BRITISH AIRWAYS was forced to apologise to a partially sighted woman after refusing to allow her to fly with her Guide dog by her side in breach of Government guidelines.
Wheelchair-bound Gail Jones who has multiple sclerosis and is registered blind was planning a healing pilgrimage in September to Lourdes, France.
Under guidelines introduced by the Department of Transport in March, companies should not charge extra fees for Guide Dogs. But BA told Mrs Jones that her dog Magic would have to travel in the hold on the flight to Toulouse and also that she would have to pay £300 plus VAT in quarantine fees.

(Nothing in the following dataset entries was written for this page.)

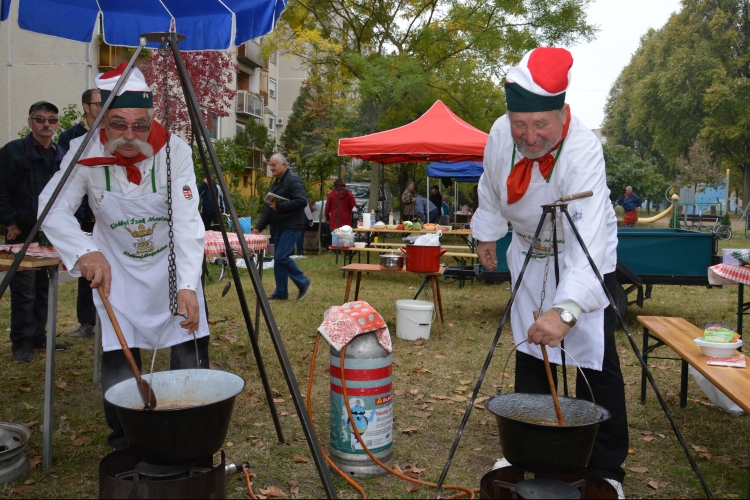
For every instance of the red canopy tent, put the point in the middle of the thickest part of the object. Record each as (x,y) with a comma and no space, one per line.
(437,135)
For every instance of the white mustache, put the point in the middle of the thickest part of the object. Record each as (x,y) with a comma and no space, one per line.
(142,146)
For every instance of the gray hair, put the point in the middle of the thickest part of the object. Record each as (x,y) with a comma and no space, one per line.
(280,156)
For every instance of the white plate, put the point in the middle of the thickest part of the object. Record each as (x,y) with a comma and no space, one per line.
(717,349)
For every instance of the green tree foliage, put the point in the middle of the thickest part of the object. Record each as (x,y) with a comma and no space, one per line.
(686,80)
(625,168)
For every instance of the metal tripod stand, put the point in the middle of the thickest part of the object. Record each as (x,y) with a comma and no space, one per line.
(551,211)
(207,154)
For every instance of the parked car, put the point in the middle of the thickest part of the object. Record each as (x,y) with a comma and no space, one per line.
(361,192)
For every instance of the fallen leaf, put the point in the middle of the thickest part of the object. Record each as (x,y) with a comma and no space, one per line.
(411,487)
(273,491)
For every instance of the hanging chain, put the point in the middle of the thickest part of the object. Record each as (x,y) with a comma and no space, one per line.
(173,306)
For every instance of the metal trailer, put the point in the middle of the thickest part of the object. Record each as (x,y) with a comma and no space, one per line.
(645,257)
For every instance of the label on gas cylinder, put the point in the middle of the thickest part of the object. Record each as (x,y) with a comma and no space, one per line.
(374,419)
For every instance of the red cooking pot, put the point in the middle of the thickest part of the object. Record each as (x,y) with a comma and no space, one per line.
(422,259)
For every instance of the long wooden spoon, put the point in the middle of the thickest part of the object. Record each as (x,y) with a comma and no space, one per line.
(147,394)
(551,381)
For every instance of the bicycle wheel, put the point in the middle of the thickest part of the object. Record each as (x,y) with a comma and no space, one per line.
(723,232)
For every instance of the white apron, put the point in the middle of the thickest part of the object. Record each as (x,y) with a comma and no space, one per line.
(133,235)
(585,341)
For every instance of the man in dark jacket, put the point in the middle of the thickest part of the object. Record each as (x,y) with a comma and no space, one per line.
(288,218)
(26,165)
(91,100)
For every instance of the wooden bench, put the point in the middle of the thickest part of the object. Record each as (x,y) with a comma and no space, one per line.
(678,334)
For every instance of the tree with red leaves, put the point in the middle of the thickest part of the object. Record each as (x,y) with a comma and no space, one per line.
(211,74)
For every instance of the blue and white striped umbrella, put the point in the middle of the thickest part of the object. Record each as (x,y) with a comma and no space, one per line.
(207,24)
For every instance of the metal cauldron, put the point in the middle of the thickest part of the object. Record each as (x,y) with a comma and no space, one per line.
(531,438)
(192,417)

Mrs Jones took her business elsewhere, rival carrier Air France were only too happy to allow Magic to travel in the passenger cabin at no extra cost. As a result, the group organising the pilgrimage booked the trip with Air France instead.
Because of her disabilities, Mrs Jones is supposed to have Magic with her at all times. The three year-old labrador acts as an assistant dog and can pick up her mobile phone, wallet or keys if she drops them and is trained to help her to sit up.
Mrs Jones from Birmingham said: "Its despicable for BA to behave in this way. Magic is well behaved and is certainly not a health risk."
The Royal National Institute for the Blind backed her up, accusing the airline of acting "immorally".
John Tangney of Tangney Tours, organisers of the Lourdes pilgrimage for 24 disabled people said: "I was amazed by BAs negative response."
The Department of Transport added: "In March, BA was supportive of our code which meant that guide dogs should travel free with the animal at the disabled persons feet, But, of course, the guidelines are voluntary."
BA is now changing its policy to allow guide dogs to travel on more of its European routes. A spokesman for BA said: "We apologise to Mrs Jones for any inconvenience. From next month, we will be introducing the Pets Travel Scheme across a number of routes, including Toulouse."